SARA ANDRADE
Cuando tenía 13 o 14 años tomé la decisión de ponerme una falda encima del pantalón de mezclilla. Porque me gustaba mi falda rosa de olanes, pero era muy corta y ligera, y porque como muchacha de colegio católico solamente sabía usar jeans. En mi cerebro plagado de la moda histérica y desinhibida de Harajuku y el miedo a ofender al Santísimo con mi desfachatez, llegué a la conclusión de que podía combinar mis dos pulsiones y juntarlas en esa imagen de falda-pantalón, sin pasarme por la cabeza siquiera que aquello era un crimen de la moda o una idea tan absurda para mis compañeras de la secundaria, que se me quedarían viendo con los ojos abiertos, los ceños fruncidos. Sara y sus ridiculeces. ¿Quién se pone una falda de encaje sobre unos jeans deslavados para una tardeada? No te acerques a nosotras, por favor. Qué vergüenza estar a tu lado.
Me acuerdo, muy claramente, de estar bajando las escaleras del colegio, volteando a ver mi falda, la campana ancha de los pantalones y mis zapatos rosas con glitter y preguntándome, con honestidad y desesperación, qué era lo que estaba mal de ese atuendo. A mí me gustaba. No quería ser Lindsay Lohan en Chicas Pesadas, pero tampoco quería parecer mormona. Quería ser una de esas chicas eclécticas japonesas que usaban medias de colores, vestidos de muñeca victoriana y pelucas azul aguamarina. O más importante: quería ser yo misma, sin sentir que estaba transgrediendo una ley que nadie me había enseñado y que todos parecían entender menos yo.
La falda-pantalón se convirtió, durante un tiempo, en mi atuendo de la rebeldía. Luego, cuando me veía sometida a las constricciones del uniforme, usaba collares, diademas, tenis converse rayados y rotos, aretes larguísimos, guantes y un particular desdén por la higiene que me hizo acabar varias veces en la oficina de la madre superiora. “Está bien que vengas con el molcajete colgado”, me dijo en una ocasión. “Pero es importante que te bañes todos los días”.
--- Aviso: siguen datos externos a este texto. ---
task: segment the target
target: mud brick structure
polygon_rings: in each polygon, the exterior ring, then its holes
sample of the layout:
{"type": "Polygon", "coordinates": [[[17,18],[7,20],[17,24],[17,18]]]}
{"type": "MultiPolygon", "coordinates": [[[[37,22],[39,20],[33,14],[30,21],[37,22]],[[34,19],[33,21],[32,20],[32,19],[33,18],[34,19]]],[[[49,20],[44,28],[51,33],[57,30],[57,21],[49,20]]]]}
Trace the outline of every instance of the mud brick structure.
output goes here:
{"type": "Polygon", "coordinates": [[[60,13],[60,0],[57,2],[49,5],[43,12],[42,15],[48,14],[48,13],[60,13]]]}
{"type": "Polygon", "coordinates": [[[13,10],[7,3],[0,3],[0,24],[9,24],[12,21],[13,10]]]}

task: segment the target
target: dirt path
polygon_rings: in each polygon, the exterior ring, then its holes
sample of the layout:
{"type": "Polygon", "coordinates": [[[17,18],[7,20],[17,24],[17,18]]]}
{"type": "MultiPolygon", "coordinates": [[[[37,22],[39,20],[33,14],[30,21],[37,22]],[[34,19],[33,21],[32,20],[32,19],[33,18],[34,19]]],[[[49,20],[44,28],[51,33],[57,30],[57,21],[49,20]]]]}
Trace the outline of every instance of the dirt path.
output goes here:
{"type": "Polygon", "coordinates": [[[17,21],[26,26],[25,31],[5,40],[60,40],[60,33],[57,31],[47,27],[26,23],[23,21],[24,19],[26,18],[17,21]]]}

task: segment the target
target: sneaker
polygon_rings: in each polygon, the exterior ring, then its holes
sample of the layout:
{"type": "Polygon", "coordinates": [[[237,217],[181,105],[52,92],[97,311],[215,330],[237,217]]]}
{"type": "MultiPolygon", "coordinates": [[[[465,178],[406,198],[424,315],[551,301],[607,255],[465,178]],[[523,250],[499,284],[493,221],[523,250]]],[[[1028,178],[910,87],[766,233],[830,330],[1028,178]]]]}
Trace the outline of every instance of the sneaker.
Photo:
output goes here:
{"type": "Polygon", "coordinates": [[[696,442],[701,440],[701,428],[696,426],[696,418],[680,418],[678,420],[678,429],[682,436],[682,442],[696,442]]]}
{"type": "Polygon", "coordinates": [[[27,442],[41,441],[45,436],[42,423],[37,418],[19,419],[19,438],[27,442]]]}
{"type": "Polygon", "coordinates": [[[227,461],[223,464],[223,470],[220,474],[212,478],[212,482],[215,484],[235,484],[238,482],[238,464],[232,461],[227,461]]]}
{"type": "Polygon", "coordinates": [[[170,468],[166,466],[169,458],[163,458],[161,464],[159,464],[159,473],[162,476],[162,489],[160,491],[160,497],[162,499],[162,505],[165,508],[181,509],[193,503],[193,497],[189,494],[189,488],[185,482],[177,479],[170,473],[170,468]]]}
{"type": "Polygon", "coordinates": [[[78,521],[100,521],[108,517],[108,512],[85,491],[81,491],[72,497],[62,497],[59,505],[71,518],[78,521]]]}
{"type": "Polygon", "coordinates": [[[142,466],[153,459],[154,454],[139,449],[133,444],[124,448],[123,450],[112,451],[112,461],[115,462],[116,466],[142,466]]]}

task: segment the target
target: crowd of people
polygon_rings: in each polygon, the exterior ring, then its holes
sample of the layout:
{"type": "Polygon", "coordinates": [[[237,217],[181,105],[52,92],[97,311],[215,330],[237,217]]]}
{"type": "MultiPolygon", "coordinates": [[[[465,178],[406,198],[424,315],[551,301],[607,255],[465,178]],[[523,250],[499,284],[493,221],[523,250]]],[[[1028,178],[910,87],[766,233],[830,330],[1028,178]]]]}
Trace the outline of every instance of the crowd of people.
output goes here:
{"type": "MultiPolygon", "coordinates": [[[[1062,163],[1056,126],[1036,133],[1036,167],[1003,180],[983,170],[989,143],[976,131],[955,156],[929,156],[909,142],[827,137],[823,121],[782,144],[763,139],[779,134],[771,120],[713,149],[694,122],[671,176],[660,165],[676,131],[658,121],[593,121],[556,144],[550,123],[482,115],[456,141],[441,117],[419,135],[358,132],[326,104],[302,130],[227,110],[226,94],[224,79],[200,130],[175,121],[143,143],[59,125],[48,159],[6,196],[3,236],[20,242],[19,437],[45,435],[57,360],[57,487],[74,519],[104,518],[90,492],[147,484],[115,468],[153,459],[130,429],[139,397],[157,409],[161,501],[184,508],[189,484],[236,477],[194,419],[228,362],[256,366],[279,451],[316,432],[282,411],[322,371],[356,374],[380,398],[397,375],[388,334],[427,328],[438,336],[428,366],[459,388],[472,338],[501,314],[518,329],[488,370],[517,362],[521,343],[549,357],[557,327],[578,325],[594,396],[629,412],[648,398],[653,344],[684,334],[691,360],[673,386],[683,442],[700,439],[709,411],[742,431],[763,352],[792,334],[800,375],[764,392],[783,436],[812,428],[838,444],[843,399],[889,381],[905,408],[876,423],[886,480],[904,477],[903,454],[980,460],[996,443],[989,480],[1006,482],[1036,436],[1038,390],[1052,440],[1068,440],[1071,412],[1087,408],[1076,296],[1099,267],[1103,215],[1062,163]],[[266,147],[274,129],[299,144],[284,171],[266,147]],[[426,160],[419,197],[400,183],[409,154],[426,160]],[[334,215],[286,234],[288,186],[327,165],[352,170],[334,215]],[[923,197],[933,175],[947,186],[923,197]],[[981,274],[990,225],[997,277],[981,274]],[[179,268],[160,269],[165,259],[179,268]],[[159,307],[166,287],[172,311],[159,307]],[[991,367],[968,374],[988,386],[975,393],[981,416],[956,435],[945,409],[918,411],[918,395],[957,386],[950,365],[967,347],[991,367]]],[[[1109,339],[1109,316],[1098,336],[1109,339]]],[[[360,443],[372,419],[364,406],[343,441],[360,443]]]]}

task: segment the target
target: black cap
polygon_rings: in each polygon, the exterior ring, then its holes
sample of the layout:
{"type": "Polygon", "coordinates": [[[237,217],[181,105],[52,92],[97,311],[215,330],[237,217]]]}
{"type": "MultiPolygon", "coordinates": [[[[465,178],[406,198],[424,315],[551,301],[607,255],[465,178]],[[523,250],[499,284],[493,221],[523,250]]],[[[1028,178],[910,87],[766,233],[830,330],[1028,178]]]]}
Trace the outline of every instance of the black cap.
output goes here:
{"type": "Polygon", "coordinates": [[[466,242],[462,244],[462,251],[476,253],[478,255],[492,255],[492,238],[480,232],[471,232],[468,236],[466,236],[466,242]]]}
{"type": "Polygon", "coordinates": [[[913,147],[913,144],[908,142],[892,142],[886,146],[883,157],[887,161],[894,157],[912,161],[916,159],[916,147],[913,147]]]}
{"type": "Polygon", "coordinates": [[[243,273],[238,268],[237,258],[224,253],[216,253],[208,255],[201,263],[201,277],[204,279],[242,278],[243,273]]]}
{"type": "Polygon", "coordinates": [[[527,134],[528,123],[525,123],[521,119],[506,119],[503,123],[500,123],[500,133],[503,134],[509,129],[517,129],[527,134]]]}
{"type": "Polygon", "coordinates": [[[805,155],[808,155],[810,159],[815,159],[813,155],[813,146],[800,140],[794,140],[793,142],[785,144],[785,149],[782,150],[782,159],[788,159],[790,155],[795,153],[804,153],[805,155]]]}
Mi desobediencia partía de esa necesidad que tenía de demostrar que las decisiones alrededor de mi cuerpo eran indiscutiblemente yo. La falda-pantalón, los tenis rayados, el cebo en el cabello. Todas esas eran decisiones que había tomado yo, a pesar de las reglas silenciosas de la cruel sociedad de la adolescencia. Para mí, eso era lo que tenía precedencia: no la uniformidad, sino la exploración total de mis gustos. Verme a mí misma saturada de los colores que me conformaban era más importante que aquellos momentos de momentáneo disgusto, en el que las personas hacían gala de esa creencia de que lo diferente es malo y debe ser destruido de inmediato. Pero ¿cómo puede destruirme una mirada? ¿Cómo puede evaporarme un comentario?
Con los años, lo que se consolidó en mí fue una fuerte convicción de que lo que me hacía feliz, ya fuera una falda sobre un pantalón, una canción, un libro, una persona, un modo de vivir mi vida, era más importante que los enredos de la opinión de los demás. Ser cringe y ser libre, sin la carga infinita de la ansiedad que provoca el punto de vista externo. Solo yo, volando alto, entre nubes de mi gusto, falda rosa sobre jeans azules.